On the eerie feeling of watching civilizations do what civilizations do
The eerie feeling of calm before a storm. Sunshine, yet freezing. Warm on the inside. Cold on the outside.
I sip my coffee.
Wet, slushy snow falls from a tree branch. I hear a light thud.
Everything out my Uncle’s window looks like it’s been dusted with powdered sugar. Morning sunlight filters through the trees. It’s beautiful.
This moment seems so ordinary. A forest hibernating through winter. Nature being nature—timeless.
Yet the news headlines—AI disruption, political authoritarianism, climate destabilization, hegemonic shifts in global order—seem extraordinary.
But are they?
The Ordinary Apocalypse
Perhaps these human matters are also ordinary?
Is this not the same story we’ve been reliving for generations: civilization develops powerful new technologies without the wisdom to wield them properly, and catastrophe or war ensues; empires rise to glory and collapse in vain; totalitarian governments overreach and contract or get overthrown; societies exceed their environmental carrying capacity and dissolve into famine, drought, and anarchy…

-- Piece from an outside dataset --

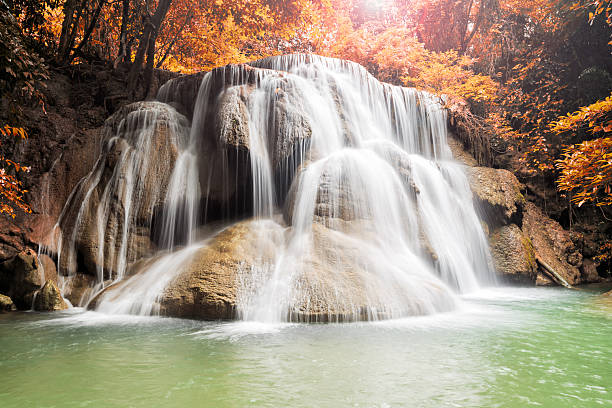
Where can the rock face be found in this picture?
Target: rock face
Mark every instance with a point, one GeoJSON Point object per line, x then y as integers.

The cycle repeats on new land with new leaders and new constitutions—The plotline is the same.
I’m not a doomsdayer. I’m a realist. A tragic optimist.
I don’t know what is to come. But it is hard to watch this moment in history and not think to myself, there’s a pattern here.
Life expands and contracts. Breath rises and falls. Nature summers and winters. Everything decays. Nothing goes up forever.
Yet when our entire society and psychological safety are built on a predictable tomorrow, it’s hard to accept that tomorrow might not be like yesterday, or last year, or the last decade.
It’s hard to believe that everything we’ve come to rely on is fragile, precarious, and unsustainable.
Can we stomach a new reality? One we don’t yet have maps for?
We Were Built for Predictable Tomorrows
Our brains will struggle. Our nervous system wants safe, reliable defaults.
“Predict to control” is the operating system of the ego. Our protective personality thrives on simulating the future based on past data. That data may no longer be relevant.
The mismatch will hurt. It always does. The initial plunge of a rollercoaster is the most jarring.
Even if you were expecting it, even if you could see it coming, even if you warned others to prepare, you cannot prevent the sickness from seizing your body.
Is this what I’m sensing?
The subtle feeling like we’re cresting our final crest.
From here it’s a series of drops.
To where?
For who?
What the Trees Already Know
The trees will remain.
Steady. Resilient. Teachers.
Indifferent? I don’t think so.
Wisely watching the folly of humans.
Maybe they will tell jokes about us. Branches whispering in the wind:
“What’s the sound of human civilization collapsing when no one is around to hear it?”